Madouc se volvió hacia Zocco.

—Ahora he escuchado un consejo —cogió el terrón de tierra—. En vez de besarte la nariz, te ofrezco esta prenda de mi gratitud —recitó la frase que Twisk había elaborado, a pesar de los chillidos y gruñidos de Zocco.

Zocco arrojó el terrón con un gesto despectivo.

—¡Estas prendas son inútiles! No puedo comerlas, no tienen sabor. No puedo usarlas, no tienen elegancia. Y no brindan ninguna diversión.

—Silencio, Zocco —dijo Twisk—. Tus quejas son rudas.

—Además de la prenda —dijo dignamente Madouc—, y a pesar de tus horrendos planes, te brindo mi agradecimiento, pues me has reunido con mi madre, y sin duda Twisk siente la misma gratitud.

—¿Qué? —dijo Twisk—. ¡Hacía tiempo que me había olvidado de tu existencia! ¿Para qué me llamaste?

Madouc quedó boquiabierta.

—¡Te llamé porque quería conocer a mi madre! Siempre creí que estaba muerta.

Twisk rió con indulgencia.

—Qué error más absurdo. Desbordo de vitalidad.

—¡Eso veo! Lamento el error, pero me dieron información falsa.

—En efecto. Debes aprender a ser más escéptica. Pero ahora tú ya conoces la verdad y yo he de regresar a Thripsey Shee.

—¡Todavía no! —exclamó Madouc—. ¡Soy tu amada hija, y acabas de encontrarme! Además necesito tu ayuda.

Twisk suspiró.

—Siempre igual. ¿Qué quieres de mí?

—¡Estoy perdida en el bosque! Dos asesinos mataron a Pymfyd y robaron mi caballo Tyfer. Me persiguieron y me dieron un tremendo susto; también a mí querían matarme. Y me llamaron «mozuela enclenque y pelirroja».

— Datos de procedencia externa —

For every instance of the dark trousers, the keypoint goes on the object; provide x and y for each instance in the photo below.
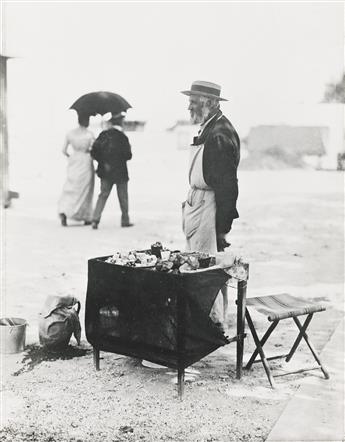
(122, 193)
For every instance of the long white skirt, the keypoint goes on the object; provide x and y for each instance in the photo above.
(77, 194)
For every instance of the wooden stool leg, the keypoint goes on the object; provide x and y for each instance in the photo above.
(262, 342)
(96, 358)
(180, 381)
(241, 308)
(260, 350)
(299, 337)
(311, 347)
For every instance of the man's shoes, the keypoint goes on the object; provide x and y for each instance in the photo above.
(127, 225)
(63, 219)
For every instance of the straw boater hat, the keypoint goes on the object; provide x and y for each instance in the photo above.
(206, 89)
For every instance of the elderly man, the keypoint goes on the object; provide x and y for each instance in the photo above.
(210, 207)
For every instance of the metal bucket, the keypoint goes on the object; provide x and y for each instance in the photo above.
(12, 335)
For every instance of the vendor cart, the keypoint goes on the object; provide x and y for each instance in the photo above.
(157, 316)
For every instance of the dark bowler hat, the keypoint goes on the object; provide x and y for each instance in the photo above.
(206, 89)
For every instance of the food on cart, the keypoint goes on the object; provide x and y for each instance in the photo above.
(156, 249)
(164, 266)
(167, 261)
(133, 259)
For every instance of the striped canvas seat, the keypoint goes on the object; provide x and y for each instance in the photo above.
(283, 306)
(276, 308)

Twisk la miró con azoramiento y reprobación.

—¿Y permitiste dócilmente que te insultarán así?

—¡De ninguna manera! Huí a la carrera y me oculté.

—¡Deberías haberles lanzado un enjambre de avispas! ¡O acortarles las piernas para que los pies les quedaran pegados a las nalgas! ¡O transformarlos en erizos!

Madouc rió con embarazo.

—No sé hacer esas cosas.

Twisk suspiró una vez más.

—He descuidado tu educación, es innegable. Bien, no hay tiempo como el presente, así que comenzaremos al instante —cogió las manos de Madouc—. ¿Qué sientes?

—Un escozor en todo el cuerpo… ¡Una sensación extrañísima!

Twisk cabeceó y retrocedió.

—Pues bien, pon así el pulgar y el índice. Susurra «Fwip» y dirige la barbilla hacia cualquier estorbo del que desees deshacerte. Puedes practicar con Zocco.

Madouc unió el pulgar y el índice.

—¿Así?

—En efecto.

—¿«Fwip»?

—Correcto.

—¿Y mover la barbilla… así?

Zocco soltó un chillido y saltó a un metro del suelo, agitando los pies en el aire.

—¡Ay, ay, ay! —gritó Zocco—. ¡Bájame!

—Has obrado el hechizo correctamente —dijo Twisk—. ¿Ves que agita los pies como si bailara? El hechizo es conocido como «cosquilleo-salto-de-trasgo».

Madouc separó el índice y el pulgar y Zocco regresó al suelo, los ojos verdes desorbitados.